Violenza sulle donne: la fotografia della situazione pugliese – Lo Stradone

Violenza sulle donne: la fotografia della situazione pugliese

Nella fotografia pugliese il fenomeno della violenza sulle donne appare trasversale, con una incidenza più alta nelle fasce comprese tra i 40 e i 49 anni (32,2%) e i 30-39 anni (25,8%). Ma il titolo di studio e soprattutto la condizione lavorativa influenzano notevolmente il quadro d’assieme.

Il 60% infatti del totale delle donne prese in carico dai Centri Antiviolenza corrisponde all’identikit di donna casalinga e non occupata, o con una occupazione precaria. Una condizione economica che non garantendo una fonte di reddito certa si riverbera sulla loro capacità di spezzare le catene, dire basta e denunciare, specie quando accanto a loro ci sono figli, disabili e genitori anziani da accudire.

E gli aguzzini sono spesso coloro che vivono con le donne in una condizione di “relazione affettiva”, agita fra le mura di casa o comunque in famiglia da uomini con cui le donne sono state o sono ancora in relazione.

Donne che subiscono violenza psicologica, fisica, economica dai loro partner per l’82% dei casi, a volte vittime due volte perché “dipendenti” da altri uomini datori di lavoro aguzzini (7,3%).

La denuncia e l’educazione affettiva restano armi ancora troppo deboli per via di una serie di difficoltà che le donne registrano sulla loro pelle.

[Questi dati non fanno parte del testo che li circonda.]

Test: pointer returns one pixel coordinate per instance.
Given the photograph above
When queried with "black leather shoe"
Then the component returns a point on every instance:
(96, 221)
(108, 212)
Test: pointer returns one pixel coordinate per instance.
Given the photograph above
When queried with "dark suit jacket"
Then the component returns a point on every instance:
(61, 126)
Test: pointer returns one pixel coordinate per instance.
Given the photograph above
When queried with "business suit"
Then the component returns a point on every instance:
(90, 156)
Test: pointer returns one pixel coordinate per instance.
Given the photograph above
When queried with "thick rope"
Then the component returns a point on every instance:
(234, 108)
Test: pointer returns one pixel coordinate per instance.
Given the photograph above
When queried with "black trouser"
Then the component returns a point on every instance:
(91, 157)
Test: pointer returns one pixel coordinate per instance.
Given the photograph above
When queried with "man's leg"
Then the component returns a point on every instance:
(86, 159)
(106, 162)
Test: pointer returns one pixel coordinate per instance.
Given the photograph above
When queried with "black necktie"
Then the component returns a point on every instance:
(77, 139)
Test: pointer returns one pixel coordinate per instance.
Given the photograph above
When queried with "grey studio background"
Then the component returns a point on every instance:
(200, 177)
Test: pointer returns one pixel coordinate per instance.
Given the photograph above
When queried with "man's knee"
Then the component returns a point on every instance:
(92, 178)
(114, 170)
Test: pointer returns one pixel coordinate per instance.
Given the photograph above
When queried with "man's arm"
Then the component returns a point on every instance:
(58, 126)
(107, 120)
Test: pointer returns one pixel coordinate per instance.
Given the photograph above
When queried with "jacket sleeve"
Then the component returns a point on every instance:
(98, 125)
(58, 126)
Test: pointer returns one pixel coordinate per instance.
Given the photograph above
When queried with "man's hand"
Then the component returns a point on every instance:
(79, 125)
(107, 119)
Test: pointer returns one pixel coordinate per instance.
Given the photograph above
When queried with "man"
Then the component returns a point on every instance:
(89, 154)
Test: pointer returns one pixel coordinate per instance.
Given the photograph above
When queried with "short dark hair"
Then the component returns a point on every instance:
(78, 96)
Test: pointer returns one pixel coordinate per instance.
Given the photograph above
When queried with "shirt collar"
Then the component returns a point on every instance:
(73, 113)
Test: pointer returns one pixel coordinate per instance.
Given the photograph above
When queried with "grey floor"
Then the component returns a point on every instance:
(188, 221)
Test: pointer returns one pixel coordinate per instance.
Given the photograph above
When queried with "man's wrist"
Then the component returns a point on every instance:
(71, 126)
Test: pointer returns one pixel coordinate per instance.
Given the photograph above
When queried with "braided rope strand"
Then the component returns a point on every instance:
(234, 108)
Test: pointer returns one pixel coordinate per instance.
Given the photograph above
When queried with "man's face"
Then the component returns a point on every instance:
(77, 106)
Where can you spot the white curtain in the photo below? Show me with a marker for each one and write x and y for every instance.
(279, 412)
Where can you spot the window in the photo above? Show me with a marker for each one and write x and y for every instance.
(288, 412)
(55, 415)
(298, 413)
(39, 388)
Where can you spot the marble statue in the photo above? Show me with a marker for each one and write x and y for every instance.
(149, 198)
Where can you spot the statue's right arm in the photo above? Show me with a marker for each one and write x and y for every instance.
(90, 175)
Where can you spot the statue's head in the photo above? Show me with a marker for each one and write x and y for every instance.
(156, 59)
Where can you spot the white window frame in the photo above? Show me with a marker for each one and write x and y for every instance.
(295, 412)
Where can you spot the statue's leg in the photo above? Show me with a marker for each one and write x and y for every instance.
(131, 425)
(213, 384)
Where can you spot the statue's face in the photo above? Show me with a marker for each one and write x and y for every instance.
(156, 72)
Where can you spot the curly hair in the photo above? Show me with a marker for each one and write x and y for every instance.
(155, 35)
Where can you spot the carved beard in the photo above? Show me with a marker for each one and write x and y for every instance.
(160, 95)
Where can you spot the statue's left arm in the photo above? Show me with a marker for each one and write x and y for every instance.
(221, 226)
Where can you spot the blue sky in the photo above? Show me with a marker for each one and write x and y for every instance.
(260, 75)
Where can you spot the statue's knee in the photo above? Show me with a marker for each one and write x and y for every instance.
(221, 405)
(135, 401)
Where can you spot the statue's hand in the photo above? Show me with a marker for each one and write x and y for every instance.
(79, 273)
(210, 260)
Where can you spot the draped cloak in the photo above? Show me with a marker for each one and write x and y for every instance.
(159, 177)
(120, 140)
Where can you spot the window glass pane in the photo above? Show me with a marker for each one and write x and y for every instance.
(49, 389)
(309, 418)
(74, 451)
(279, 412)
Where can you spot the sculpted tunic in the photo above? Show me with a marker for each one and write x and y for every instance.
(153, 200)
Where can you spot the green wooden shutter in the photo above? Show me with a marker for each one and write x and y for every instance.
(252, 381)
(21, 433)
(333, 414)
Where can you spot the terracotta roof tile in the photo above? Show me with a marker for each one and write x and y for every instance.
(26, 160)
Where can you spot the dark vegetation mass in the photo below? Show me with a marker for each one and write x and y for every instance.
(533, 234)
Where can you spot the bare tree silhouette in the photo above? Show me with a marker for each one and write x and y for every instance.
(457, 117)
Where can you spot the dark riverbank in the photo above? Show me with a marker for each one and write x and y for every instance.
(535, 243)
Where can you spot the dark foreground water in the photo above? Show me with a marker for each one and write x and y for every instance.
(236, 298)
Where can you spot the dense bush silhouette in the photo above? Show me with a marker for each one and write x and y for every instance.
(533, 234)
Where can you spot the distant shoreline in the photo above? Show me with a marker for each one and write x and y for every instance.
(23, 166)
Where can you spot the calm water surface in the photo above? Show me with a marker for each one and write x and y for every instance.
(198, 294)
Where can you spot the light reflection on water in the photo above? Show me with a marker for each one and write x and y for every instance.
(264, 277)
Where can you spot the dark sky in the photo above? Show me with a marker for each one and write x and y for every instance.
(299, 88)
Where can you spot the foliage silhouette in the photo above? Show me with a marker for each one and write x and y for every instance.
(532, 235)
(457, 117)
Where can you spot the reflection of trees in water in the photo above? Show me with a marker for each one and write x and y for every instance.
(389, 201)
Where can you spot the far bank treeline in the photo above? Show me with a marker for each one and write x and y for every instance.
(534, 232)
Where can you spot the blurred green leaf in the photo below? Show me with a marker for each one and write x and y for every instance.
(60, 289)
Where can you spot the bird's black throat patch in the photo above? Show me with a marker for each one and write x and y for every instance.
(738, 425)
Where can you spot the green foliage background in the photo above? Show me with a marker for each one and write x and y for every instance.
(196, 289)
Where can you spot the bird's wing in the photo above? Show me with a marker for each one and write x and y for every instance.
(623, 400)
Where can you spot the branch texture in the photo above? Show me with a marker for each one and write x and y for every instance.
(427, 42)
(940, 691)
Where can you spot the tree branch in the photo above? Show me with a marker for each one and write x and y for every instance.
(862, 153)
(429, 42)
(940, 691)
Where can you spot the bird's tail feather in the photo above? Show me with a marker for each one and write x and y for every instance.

Tempi lunghi nei procedimenti, situazioni di vittimizzazione secondaria spesso legate ai percorsi giudiziari per l’affidamento dei figli, percezione di scarsa protezione, e una condizione lavorative fragile se non del tutto inesistente.

Su questo abbiamo voluto lavorare – dicono Giovanni D’Arcangelo, segretario generale della CGIL di Taranto e Gennaro Oliva, coordinatore provinciale della UIL creando una rete territoriale e a due anni di distanza dal Protocollo firmato a livello regionale, provando a rendere operativo, pratico, l’obiettivo di essere sostegno reale per le donne contro questo aberrante e vergognoso fenomeno”.